Here’s a clinical pearl! In severe cases, Stevens-Johnson syndrome and TEN can cause extensive skin damage, which can leave your patient vulnerable to severe dehydration, electrolyte imbalances, severe pain, infections, and hypothermia. Because of that, these severe cases are often managed in a burn intensive care unit. It’s important to make sure that your patient is properly hydrated and provide them with pain relief medications, like acetaminophen and opioids. Additionally, encourage sterile handling of the patient to prevent secondary infection and ensure that they’re in a warm area to prevent hypothermia.

Now, let’s return to the ABCDE assessment and take a look at stable patients. In this case, obtain a focused history and physical exam. Your patient will typically report flu-like symptoms, such as fever, usually above 39 degrees Celsius, as well as cough and sore throat. Additionally, they will report a rapid onset of pain and rashes affecting the skin and the mucosa. Other findings might include chest pain, a recent history of medication changes, infection, or prior drug reaction.

Here’s a high-yield fact! Medications commonly known to trigger Stevens-Johnson syndrome and TEN include anticonvulsants like phenytoin and carbamazepine, antibiotics like sulfonamides, anti-inflammatories like sulfasalazine, and certain NSAIDs. Additionally, infections associated with Stevens-Johnson syndrome and TEN include Mycoplasma pneumoniae, HIV, Cytomegalovirus, and Herpes infections.
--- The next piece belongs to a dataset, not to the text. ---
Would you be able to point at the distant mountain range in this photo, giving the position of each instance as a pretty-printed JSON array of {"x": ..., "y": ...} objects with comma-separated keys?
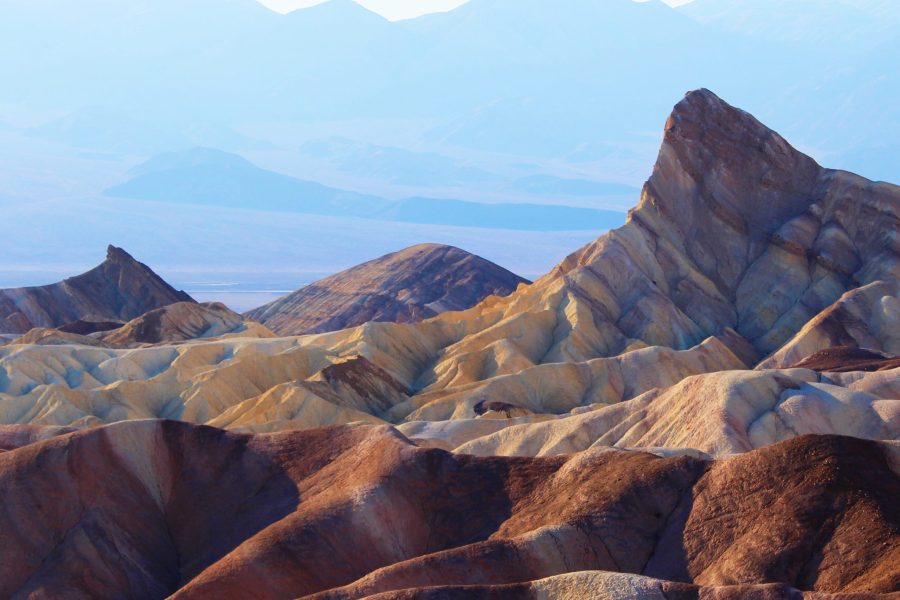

Alright, moving on to the physical exam, which typically reveals an ill-appearing patient with conjunctivitis! In early stages, you will find atypical, flat or slightly raised, painful, dusky target-like lesions. On the flip side, in advanced stages, you will find widespread erythema, ulcers, and blisters affecting the skin and mucosa of the mouth, eyes, and genitalia. Next, if lateral pressure to the lesion causes the upper and lower layers of the epidermis to split, your patient has a positive Nikolsky sign, which is suggestive of these conditions. Finally, if there’s respiratory involvement, you could also hear lung crackles!

With these findings, you should suspect Stevens-Johnson syndrome or TEN. Your next step is to order labs, including a CBC, CMP, CRP, and ESR. Additionally, you should obtain blood cultures and a skin biopsy. Finally, if your patient has pulmonary symptoms, you might need to order chest imaging, such as an X-ray or CT scan.